Abandoning his glass he led the way past the patch of uneven turf that covered the foundations of the old summerhouse, and the next moment we were entering the woods. Kester counted ten trees back and stopped. At that point we both glanced at the house far away across the lawn but we were in shadow among the trees and I knew we would have been invisible to any distant observer indoors.
Kester scuffled around amidst last autumn’s leaves, burrowed into the earth and produced the poker wrapped in newspaper. Thomas’s gore, dried and crusty, was well preserved at one end.
“All right. Bury it again. It’s as safe there as anywhere else.”
He reburied it. Slowly we returned to our bench by the tennis court. In front of us Oxmoon basked peacefully in the hot evening light but as we drew nearer I saw the sunset reflected in the western windows. The sky looked as though it had been massacred.
We drank for a while in silence but suddenly I said, “I’ll tell you something, old chap. You’d have been hanged.” As I turned to face him I saw his stunned expression. “Yes,” I said, “you made a mistake—all in accordance with the best traditions of detective fiction. Isn’t the fictional murderer always supposed to make one fatal mistake?”
“But my God—what was it?”
“The poker. You said it came from your bedroom—‘as any of the housemaids would testify,’ you added just now. But how do you reconcile that poker with your story that you killed accidentally in self-defense? If you took the poker from your bedroom and put it in the billiard room beforehand, that implies the crime had been premeditated.”
“Christ!” He nearly fainted with horror. Then he tried to drum up an explanation. “The billiard room has no set of fire irons. I brought the poker down because I wanted to burn some papers in the fireplace.”
“Very implausible. Why pick the billiard room?

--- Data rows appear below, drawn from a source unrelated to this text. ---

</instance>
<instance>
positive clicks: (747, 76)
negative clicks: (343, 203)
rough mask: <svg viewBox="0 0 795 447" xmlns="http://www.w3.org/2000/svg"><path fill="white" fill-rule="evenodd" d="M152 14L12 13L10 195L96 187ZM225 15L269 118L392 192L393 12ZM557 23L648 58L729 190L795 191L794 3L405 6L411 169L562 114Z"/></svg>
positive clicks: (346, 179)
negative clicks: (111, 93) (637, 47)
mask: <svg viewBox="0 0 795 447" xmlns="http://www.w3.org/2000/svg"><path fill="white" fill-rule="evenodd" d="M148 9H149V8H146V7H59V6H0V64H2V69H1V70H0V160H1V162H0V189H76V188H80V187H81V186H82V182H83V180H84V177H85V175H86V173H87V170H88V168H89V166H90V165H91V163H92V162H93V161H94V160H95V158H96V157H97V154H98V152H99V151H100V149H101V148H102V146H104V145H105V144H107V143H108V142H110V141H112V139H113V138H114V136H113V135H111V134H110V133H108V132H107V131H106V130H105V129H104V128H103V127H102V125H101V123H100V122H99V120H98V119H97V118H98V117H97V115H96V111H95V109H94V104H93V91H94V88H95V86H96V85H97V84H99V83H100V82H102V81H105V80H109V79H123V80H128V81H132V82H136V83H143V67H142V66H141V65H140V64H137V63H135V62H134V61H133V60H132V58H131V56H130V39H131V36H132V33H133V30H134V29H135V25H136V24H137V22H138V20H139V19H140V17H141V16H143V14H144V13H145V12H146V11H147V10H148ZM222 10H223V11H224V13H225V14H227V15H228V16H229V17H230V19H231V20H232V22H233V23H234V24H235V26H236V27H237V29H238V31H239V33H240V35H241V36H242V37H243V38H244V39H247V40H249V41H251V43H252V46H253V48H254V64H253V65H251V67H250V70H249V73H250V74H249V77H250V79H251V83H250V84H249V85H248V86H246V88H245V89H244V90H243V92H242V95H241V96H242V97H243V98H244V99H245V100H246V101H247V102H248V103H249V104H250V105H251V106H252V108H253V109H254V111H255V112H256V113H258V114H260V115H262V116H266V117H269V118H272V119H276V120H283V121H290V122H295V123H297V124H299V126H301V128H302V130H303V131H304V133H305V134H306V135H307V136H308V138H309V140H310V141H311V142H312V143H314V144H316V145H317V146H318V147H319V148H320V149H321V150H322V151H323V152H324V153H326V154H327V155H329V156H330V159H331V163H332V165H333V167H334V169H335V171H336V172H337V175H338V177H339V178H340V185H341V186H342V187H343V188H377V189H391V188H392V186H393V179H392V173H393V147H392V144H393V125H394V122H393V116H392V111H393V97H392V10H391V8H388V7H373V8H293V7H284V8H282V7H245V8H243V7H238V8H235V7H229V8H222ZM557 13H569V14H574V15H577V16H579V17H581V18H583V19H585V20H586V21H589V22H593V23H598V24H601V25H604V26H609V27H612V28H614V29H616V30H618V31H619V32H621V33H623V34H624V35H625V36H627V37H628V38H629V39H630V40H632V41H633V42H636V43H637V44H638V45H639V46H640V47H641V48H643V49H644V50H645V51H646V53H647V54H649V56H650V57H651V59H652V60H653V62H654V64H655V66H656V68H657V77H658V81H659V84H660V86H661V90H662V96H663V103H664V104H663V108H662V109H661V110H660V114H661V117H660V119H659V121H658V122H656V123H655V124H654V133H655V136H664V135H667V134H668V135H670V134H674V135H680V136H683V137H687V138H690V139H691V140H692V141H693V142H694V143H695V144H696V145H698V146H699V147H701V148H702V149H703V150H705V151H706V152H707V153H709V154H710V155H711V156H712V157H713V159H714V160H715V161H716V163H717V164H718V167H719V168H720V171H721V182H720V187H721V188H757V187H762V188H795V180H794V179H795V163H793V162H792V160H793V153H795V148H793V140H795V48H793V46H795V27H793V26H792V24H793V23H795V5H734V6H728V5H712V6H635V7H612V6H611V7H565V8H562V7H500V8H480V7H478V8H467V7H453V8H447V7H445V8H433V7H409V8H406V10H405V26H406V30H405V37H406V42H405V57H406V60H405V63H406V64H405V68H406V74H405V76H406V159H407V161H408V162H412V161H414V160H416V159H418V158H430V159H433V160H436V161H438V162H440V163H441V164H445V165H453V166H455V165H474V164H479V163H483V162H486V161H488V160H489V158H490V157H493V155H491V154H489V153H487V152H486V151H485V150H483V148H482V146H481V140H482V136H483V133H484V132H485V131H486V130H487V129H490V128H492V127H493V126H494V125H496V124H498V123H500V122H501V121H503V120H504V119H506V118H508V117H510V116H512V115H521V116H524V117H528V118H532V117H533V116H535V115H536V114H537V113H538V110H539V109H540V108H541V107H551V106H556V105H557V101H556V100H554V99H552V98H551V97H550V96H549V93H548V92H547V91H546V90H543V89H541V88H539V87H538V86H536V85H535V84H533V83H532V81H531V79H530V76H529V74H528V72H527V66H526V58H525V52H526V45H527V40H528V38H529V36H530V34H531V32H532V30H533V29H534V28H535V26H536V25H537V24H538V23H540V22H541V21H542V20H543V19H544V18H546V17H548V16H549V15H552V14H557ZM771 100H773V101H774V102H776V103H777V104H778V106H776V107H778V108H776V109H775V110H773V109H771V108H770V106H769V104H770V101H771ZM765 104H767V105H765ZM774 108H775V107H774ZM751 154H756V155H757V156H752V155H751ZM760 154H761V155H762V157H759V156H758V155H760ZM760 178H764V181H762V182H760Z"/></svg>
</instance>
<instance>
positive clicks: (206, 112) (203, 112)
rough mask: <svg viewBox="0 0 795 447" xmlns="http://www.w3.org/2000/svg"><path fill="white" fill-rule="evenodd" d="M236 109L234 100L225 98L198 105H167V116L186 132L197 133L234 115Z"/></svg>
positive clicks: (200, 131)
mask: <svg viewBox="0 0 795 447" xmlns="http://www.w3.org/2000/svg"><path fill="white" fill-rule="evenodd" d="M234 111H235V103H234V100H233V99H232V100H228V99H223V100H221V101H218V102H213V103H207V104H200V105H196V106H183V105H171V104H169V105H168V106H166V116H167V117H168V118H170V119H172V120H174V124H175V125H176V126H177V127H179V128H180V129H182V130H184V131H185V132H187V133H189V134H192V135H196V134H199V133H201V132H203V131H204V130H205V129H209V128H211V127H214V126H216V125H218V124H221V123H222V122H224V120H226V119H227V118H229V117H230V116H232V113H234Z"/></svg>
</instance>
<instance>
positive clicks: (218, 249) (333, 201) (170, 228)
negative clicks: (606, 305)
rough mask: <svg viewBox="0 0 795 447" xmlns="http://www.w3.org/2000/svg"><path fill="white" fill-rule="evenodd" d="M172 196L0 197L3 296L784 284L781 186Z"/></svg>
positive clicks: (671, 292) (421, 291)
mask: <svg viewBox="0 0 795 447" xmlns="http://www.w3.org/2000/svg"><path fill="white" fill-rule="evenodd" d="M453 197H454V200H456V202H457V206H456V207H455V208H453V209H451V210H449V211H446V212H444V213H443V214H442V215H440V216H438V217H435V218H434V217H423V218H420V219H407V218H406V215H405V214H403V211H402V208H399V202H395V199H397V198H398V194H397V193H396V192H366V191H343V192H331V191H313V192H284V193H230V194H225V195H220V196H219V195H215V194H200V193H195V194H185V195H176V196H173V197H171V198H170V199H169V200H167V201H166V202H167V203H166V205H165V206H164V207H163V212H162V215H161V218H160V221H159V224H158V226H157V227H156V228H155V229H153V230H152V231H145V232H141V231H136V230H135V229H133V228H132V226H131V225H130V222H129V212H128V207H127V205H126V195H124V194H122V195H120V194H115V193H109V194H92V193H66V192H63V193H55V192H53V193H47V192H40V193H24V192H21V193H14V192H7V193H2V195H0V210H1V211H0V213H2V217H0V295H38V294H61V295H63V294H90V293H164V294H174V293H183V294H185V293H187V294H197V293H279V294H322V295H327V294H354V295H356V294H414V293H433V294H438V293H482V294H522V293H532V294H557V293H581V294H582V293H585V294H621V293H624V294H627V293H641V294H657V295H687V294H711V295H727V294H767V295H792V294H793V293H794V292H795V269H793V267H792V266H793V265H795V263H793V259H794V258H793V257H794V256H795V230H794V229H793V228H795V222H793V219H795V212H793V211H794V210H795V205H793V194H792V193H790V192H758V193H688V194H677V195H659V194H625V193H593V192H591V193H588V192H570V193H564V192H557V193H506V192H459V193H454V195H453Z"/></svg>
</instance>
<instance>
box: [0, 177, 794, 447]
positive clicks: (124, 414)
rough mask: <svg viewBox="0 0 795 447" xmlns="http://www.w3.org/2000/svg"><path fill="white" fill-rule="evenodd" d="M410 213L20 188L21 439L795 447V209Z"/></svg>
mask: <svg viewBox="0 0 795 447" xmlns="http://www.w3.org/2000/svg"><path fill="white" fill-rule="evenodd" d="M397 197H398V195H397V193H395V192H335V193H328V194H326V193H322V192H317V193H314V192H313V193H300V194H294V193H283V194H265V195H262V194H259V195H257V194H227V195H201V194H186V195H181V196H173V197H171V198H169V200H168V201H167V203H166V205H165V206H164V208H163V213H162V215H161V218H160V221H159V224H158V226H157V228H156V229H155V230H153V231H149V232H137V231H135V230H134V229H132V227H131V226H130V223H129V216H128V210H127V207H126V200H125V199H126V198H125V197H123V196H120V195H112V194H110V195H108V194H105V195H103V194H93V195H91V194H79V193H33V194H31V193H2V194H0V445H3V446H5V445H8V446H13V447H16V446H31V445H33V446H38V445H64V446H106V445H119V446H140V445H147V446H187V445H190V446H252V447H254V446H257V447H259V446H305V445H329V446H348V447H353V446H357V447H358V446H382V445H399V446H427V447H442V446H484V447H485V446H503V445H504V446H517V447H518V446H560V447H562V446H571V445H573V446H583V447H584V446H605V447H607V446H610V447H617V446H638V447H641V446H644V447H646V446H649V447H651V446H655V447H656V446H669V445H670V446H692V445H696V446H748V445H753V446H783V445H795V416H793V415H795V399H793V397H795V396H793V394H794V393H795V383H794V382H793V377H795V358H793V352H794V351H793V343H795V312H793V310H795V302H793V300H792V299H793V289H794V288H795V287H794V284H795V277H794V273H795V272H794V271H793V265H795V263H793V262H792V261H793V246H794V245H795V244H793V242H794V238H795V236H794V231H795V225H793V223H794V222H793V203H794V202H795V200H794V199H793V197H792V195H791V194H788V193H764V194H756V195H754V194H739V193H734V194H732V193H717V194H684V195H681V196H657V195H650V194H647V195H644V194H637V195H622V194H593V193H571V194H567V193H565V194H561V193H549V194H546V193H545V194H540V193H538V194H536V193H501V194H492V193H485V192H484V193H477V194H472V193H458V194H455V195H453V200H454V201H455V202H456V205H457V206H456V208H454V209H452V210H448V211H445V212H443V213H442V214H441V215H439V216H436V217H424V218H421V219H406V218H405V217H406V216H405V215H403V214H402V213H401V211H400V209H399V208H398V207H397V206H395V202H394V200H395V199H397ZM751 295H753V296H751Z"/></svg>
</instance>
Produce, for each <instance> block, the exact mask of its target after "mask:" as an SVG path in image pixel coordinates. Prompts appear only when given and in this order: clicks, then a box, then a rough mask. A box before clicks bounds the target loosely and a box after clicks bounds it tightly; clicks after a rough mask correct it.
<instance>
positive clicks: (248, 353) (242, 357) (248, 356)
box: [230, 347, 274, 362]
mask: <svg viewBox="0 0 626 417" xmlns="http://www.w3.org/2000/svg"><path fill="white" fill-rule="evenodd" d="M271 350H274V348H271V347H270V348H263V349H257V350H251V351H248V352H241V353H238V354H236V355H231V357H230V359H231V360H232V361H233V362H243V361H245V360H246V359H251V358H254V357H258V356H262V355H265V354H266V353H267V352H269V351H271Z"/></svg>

Why not pick a room that has a set of fire irons? Why not burn the stuff in your bedroom, where the poker belonged?”
Kester began to shiver. I poured him some more gin.
“But how
could
I have overlooked that, how could I—I worked everything out so carefully—”

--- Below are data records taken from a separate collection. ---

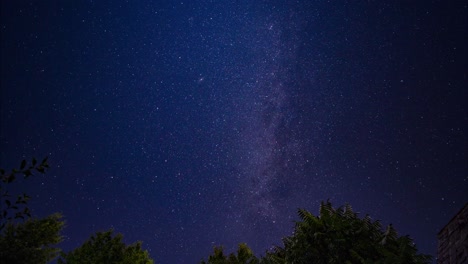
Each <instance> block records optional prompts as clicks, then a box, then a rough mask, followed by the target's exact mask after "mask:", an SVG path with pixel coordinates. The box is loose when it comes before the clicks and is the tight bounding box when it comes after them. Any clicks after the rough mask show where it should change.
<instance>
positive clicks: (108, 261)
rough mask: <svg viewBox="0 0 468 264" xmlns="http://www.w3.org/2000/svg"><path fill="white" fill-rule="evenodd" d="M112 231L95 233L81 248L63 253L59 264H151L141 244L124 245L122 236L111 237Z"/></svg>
mask: <svg viewBox="0 0 468 264" xmlns="http://www.w3.org/2000/svg"><path fill="white" fill-rule="evenodd" d="M112 233H113V231H112V230H109V231H106V232H97V233H96V234H95V235H93V236H91V238H90V239H88V240H87V241H86V242H85V243H84V244H83V245H82V246H81V247H79V248H77V249H75V250H73V251H71V252H69V253H63V254H62V256H61V259H59V260H58V263H59V264H65V263H66V264H88V263H94V264H101V263H102V264H107V263H113V264H152V263H153V260H152V259H151V258H150V257H149V254H148V251H146V250H143V249H142V248H141V242H136V243H134V244H132V245H129V246H127V245H125V244H124V243H123V242H122V238H123V236H122V235H121V234H117V235H115V236H114V237H113V236H112Z"/></svg>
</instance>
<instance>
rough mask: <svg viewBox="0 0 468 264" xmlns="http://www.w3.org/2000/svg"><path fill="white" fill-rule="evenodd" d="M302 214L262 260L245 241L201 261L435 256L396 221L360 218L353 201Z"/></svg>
mask: <svg viewBox="0 0 468 264" xmlns="http://www.w3.org/2000/svg"><path fill="white" fill-rule="evenodd" d="M298 214H299V217H300V218H301V221H299V222H297V223H296V225H295V228H294V232H293V235H292V236H290V237H285V238H283V246H282V247H280V246H276V247H275V248H274V249H273V250H271V251H268V252H267V253H266V256H265V257H263V258H261V259H260V261H258V259H257V258H255V256H254V254H253V253H252V251H251V250H250V249H249V248H248V247H247V246H246V245H245V244H241V245H239V250H238V253H237V256H236V255H234V254H230V255H229V256H226V255H224V253H223V248H222V247H215V248H214V253H213V255H211V256H209V258H208V262H204V261H202V262H201V264H238V263H243V264H244V263H260V264H290V263H294V264H333V263H336V264H342V263H344V264H351V263H360V264H425V263H431V260H432V257H431V256H429V255H423V254H418V252H417V248H416V245H415V244H414V243H413V241H412V239H411V238H410V237H408V236H399V235H398V233H397V232H396V230H395V229H394V228H393V226H392V225H389V226H388V227H387V228H385V229H384V230H383V229H382V225H381V224H380V222H379V221H372V219H371V218H370V217H369V216H368V215H366V216H365V217H364V218H359V217H358V215H357V214H356V213H355V212H353V210H352V208H351V206H350V205H345V206H341V207H339V208H336V209H335V208H333V206H332V204H331V203H330V202H329V201H327V202H322V203H321V205H320V211H319V215H318V216H314V215H312V214H311V213H309V212H308V211H306V210H302V209H299V211H298ZM241 252H245V253H241ZM239 256H247V258H239ZM249 261H251V262H249Z"/></svg>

“Even a genius can have a blind spot when constructing a supposedly infallible theory, and you’re no genius, Kester. Stick to writing books. Editors are much kinder than the police when they spot an error and a rejection slip is so much more acceptable than the gallows.”
Kester drank all his gin straight off. Eventually he managed to say: “So I owe you my life.” He couldn’t have sounded more horrified.
We sat there, staring at the house. The sun had sunk a little lower, and all the windows looked like the floor of a slaughterhouse.
“I suppose it would sound too melodramatic,” said Kester at last, “if I said I don’t know how I can ever repay you.”
“Oh, don’t worry about that, old chap,” I said. “The last thing I’d ever want from you is repayment. I might wind up as the corpse in your next novel.”
Silence. We both went on sitting there side by side, both went on watching that sinister sunset.
“However,” I said idly after a while, “if you press me, I daresay I could think of a good turn or two you might do.”
Another silence.
“Purely to assuage your conscience, of course,” I added, voice still immaculately idle, “and to help you to live with your guilt.”
It took Kester twenty-four seconds to reply. I was counting. Probably we were both counting. Twenty-four seconds is a very long time to be sitting in silence with a murderer while the clouds appear to be committing mayhem in a crimson sky overhead.
At last he whispered: “What do you want?”
“Oh, just a little favor, old chap. Just an unmistakable clarification that Hal’s your favorite nephew.”
Kester swallowed. “You mean—”
I terminated the delicate sparring match and prepared to slug it out. “Look. If we want to survive this disaster we’ve got to find a way we can live with each other without going berserk, and Hal’s that way, Kester. If you change your will and make Hal your heir I swear I’ll never move against you. Then you can relax—and once you relax I can relax and we’ll be at peace.”